If you really need to get the entire error message, you can use the GNU version of strerror_r, or you can use the standard version
and poll it with successively larger buffers until you get what you need. For example,
you may use something like the code below.
#include <errno.h>
#include <stdio.h>
#include <stdlib.h>
#include <string.h>
/* Call strerror_r and get the full error message. Allocate memory for the
* entire string with malloc. Return string. Caller must free string.
* If malloc fails, return NULL.
*/
char *all_strerror(int n)
{
char *s;
size_t size;
size = 1024;
s = malloc(size);
if (s == NULL)
return NULL;
while (strerror_r(n, s, size) == -1 && errno == ERANGE) {
size *= 2;
s = realloc(s, size);
if (s == NULL)
return NULL;
}
return s;
}
int main(int argc, char **argv)
{
for (int i = 1; i < argc; ++i) {
int n = atoi(argv[i]);
char *s = all_strerror(n);
printf("[%d]: %s\n", n, s);
free(s);
}
return 0;
}
I wouldn't worry about it - a buffer size of 256 is far more than sufficient, and 1024 is overkill. You could use strerror() instead of strerror_r(), and then optionally strdup() the result if you need to store the error string. This isn't thread-safe, though. If you really need to use strerror_r() instead of strerror() for thread safety, just use a size of 256. In glibc-2.7, the longest error message string is 50 characters ("Invalid or incomplete multibyte or wide character"). I wouldn't expect future error messages to be significantly longer (in the worst case, a few bytes longer).
This program (run online (as C++) here):
#include <stdio.h>
#include <errno.h>
#include <string.h>
int main(){
const int limit = 5;
int unknowns = 0;
int maxlen = 0;
int i=0; char* s = strerror(i);
while(1){
if (maxlen<strlen(s)) maxlen = strlen(s);
if (/*BEGINS WITH "Unknown "*/ 0==strncmp("Unknown ", s , sizeof("Unknown ")-1) )
unknowns++;
printf("%.3d\t%s\n", i, s);
i++; s=strerror(i);
if ( limit == unknowns ) break;
}
printf("Max: %d\n", maxlen);
return 0;
}
lists and prints all the errors on the system and keeps track of the maximum length. By the looks of it, the length does not exceed 49 characters (pure strlen's without the final \0) so with some leeway, 64–100 should be more than enough.

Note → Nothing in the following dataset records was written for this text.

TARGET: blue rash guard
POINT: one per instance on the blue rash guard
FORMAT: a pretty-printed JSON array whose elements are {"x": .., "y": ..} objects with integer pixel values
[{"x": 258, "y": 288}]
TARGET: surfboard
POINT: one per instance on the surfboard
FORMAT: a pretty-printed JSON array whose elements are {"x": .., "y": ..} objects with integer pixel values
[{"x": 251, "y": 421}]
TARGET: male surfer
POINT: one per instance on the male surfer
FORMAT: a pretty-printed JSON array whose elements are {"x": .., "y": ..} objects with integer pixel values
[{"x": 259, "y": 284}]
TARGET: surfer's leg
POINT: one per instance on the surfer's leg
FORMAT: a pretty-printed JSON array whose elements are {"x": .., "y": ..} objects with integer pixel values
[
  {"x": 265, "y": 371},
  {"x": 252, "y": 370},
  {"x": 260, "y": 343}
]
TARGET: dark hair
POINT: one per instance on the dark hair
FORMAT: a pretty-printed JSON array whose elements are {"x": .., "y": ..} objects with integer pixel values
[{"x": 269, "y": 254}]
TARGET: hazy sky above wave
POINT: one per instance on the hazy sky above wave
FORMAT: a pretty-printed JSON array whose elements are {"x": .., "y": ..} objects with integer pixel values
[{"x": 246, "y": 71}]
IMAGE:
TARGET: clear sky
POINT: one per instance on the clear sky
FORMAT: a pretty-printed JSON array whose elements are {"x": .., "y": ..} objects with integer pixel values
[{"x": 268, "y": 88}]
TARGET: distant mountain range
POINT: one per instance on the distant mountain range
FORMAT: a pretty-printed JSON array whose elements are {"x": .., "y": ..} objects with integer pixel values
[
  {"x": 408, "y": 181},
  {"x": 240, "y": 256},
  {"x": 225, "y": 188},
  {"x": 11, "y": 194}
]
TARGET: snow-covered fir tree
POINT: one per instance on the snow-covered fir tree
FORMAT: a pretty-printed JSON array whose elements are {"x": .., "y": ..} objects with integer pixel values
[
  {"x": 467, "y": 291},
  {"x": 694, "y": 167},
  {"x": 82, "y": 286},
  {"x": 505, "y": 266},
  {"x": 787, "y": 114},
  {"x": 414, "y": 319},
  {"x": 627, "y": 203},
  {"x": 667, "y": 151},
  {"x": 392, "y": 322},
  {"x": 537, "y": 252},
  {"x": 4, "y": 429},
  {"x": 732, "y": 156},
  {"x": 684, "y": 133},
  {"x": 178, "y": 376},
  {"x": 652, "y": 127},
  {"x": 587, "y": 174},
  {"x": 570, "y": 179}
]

I got curious if the whole buffer size negotiation couldn't simply be avoided by returning structs and whether there was a fundamental reason for not returning structs. So I benchmarked:
#define _POSIX_C_SOURCE 200112L //or else the GNU version of strerror_r gets used
#include <stdio.h>
#include <errno.h>
#include <stdlib.h>
#include <string.h>
typedef struct { char data[64]; } error_str_t;
error_str_t strerror_reent(int errn) __attribute__((const));
error_str_t strerror_reent(int errn){
error_str_t ret;
strerror_r(errn, ret.data, sizeof(ret));
return ret;
}
int main(int argc, char** argv){
int reps = atoi(argv[1]);
char buf[64];
volatile int errn = 1;
for(int i=0; i<reps; i++){
#ifdef VAL
error_str_t err = strerror_reent(errn);
#else
strerror_r(errn, buf, 64);
#endif
}
return 0;
}
and the performance difference between the two at -O2 is minimal:
gcc -O2 : The VAL version is slower by about 5%
g++ -O2 -x c++ : The VAL version is faster by about 1% than the standard version compiled as C++ and by about 4% faster than the standard version compiled as C (surprisingly, even the slower C++ version beats the faster C version by about 3%).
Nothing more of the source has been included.